Big Corporations Try to Tap a Market They Have Ignored
Monday, June 4, 2007
The world’s biggest corporations are scrambling to tap a market they have largely ignored for decades – the world’s four billion poor people.
From South Africa to Brazil, companies like Danone and Unilever sell individual packets of yogurt and soap in rural villages and urban open-air markets. In the telecommunications sector, the biggest growth area is among the poor, who are snapping up cellphones.
Some 60 percent of the world’s population exists on less than $2 a day. Previously shunted aside as lacking purchasing power, they are now regarded as a buoyant growth market.
“We have to get away from thinking of the poor as a problem,” said C.K. Prahalad, author of the book “The Fortune at the Bottom of the Pyramid.”
“Part of the problem is that people have not had a full understanding of the size of the opportunity,” he said in a recent presentation in Johannesburg.
Prahalad, a business consultant and professor at the University of Michigan, said the purchasing power of poor people seemed small expressed in dollars, but carries more clout in emerging market economies, where goods cost less.
The world’s four billion poor are estimated to have $5 trillion of annual purchasing power parity, a measure that tries to translate local buying strength into another currency based on common goods.
Prahalad sees the move by big firms as a win-win situation, with companies increasing sales while low-income consumers get access to low-cost, quality goods and new technology.
To tap the market, though, innovation is the key. Firms have to develop new, affordable products and devise novel ways of selling them.
In India, where the trend got off the ground several years ago, the local unit of the Anglo-Dutch consumer products group Unilever developed a detergent that requires less water for poor rural customers.

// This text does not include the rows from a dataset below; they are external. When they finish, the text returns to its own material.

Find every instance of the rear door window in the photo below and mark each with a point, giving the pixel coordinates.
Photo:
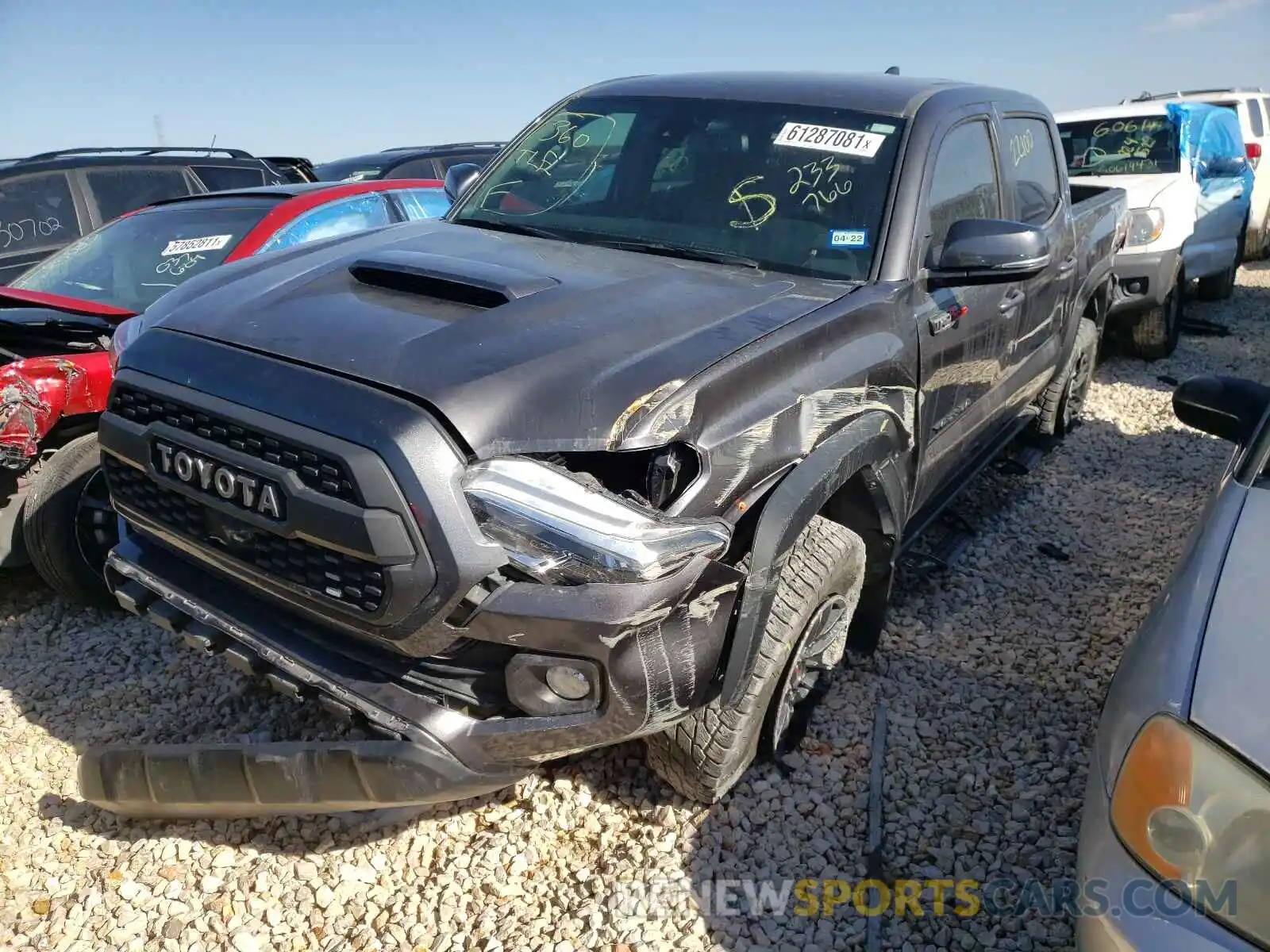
(37, 211)
(125, 190)
(221, 177)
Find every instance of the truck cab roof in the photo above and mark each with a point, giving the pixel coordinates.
(876, 93)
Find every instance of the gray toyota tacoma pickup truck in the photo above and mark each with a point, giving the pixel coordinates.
(628, 446)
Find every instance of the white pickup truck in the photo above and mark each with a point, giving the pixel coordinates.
(1191, 187)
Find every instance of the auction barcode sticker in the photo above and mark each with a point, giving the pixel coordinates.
(213, 243)
(829, 139)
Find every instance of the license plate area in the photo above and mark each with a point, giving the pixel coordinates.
(216, 480)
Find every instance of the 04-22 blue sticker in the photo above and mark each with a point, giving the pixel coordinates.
(849, 238)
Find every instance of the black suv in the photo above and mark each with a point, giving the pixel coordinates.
(50, 200)
(408, 162)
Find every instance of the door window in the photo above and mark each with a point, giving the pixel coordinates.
(1029, 152)
(36, 213)
(341, 217)
(964, 183)
(118, 190)
(414, 169)
(421, 203)
(1259, 129)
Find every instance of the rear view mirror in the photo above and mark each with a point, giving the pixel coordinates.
(991, 251)
(459, 178)
(1230, 408)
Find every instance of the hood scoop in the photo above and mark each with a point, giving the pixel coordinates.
(442, 278)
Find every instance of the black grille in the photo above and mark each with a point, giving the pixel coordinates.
(347, 579)
(321, 474)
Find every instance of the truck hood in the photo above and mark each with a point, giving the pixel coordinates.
(1233, 670)
(522, 344)
(1143, 190)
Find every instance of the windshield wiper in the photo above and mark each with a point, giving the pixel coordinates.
(691, 254)
(512, 228)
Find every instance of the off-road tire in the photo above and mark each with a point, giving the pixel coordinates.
(50, 524)
(1155, 333)
(1217, 287)
(704, 755)
(1067, 391)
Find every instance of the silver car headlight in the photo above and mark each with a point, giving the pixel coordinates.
(1146, 225)
(1199, 819)
(559, 530)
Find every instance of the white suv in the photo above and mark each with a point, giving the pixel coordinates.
(1253, 107)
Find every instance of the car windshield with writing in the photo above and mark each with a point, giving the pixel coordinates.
(1134, 145)
(793, 188)
(135, 260)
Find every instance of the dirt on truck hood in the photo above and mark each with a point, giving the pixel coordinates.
(524, 344)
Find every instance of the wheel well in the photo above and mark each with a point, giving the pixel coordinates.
(855, 507)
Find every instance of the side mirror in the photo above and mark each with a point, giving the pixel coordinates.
(1231, 408)
(991, 251)
(459, 178)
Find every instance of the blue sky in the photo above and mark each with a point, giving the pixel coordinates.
(336, 78)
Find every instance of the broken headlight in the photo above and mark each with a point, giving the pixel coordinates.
(559, 530)
(1146, 225)
(1199, 819)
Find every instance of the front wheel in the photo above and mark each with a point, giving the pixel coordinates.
(704, 755)
(1155, 333)
(69, 524)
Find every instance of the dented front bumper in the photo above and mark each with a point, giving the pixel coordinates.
(651, 651)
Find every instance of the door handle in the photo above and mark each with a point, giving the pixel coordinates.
(1011, 301)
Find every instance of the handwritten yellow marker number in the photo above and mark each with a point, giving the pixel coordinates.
(743, 200)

The unit, Hindustan Lever, also put together a rural selling network, Shakti (meaning “strength”), which employs about 31,000 women to sell soap, shampoo, detergent and other products door-to-door in more than 100,000 villages.
“Rural consumers’ incomes are rising, and for a consumer goods company, women are at the heart of what we do,” a spokesman for Lever said.
While Unilever has rolled out its Shakti model of direct selling in Sri Lanka, Bangladesh and Mozambique, other firms are also seeking to duplicate Unilever’s model.
In Brazil, the Swiss food group Nestl? opened a factory this year to produce small packets of powdered milk, biscuits and coffee to be sold door-to-door or in small shops.
In South Africa, the French food group Danone and a local dairy group, Clover, have started a project selling individual pots of vitamin-enriched Danimal yogurt for 1 rand, or 14 cents, by a network of women in townships.
Danone created a new business model, set up a new distribution network and promoted the product in schools with a show that teaches the benefits of nutrition.
“We also wanted to cut out as much as possible any kind of middleman to make the product really affordable to the end consumer. If this product was to go into the normal chain, it would never cost 1 rand,” said Maria Pretorius, a Danone marketing manager.
It recruited women like Joyce Daka, 50, who was struggling to survive in Orange Farm, a sprawling township west of Johannesburg. Now she is a thriving entrepreneur earning around 2,000 rand, or $287, per month.
“In the morning I go house to house, and then in the afternoon I find a busy spot,” said Daka, sitting under a yellow Danone umbrella in her brightly colored Danimal T-shirt.
On a busy day she can sell over 700 pots of yogurt, but the average is around half of that. The saleswomen keep a profit of 20 South African cents from each yogurt pot they sell.
“It’s made a huge difference in my situation,” said Daka, who is taking care of two orphaned relatives in addition to her own children.
After less than two years, sales by volume of the new low-cost product, so far only rolled out in the Johannesburg area, are outstripping some of the firm’s major national brands.
The trend has spread into a host of other sectors, ranging from banking to medicine.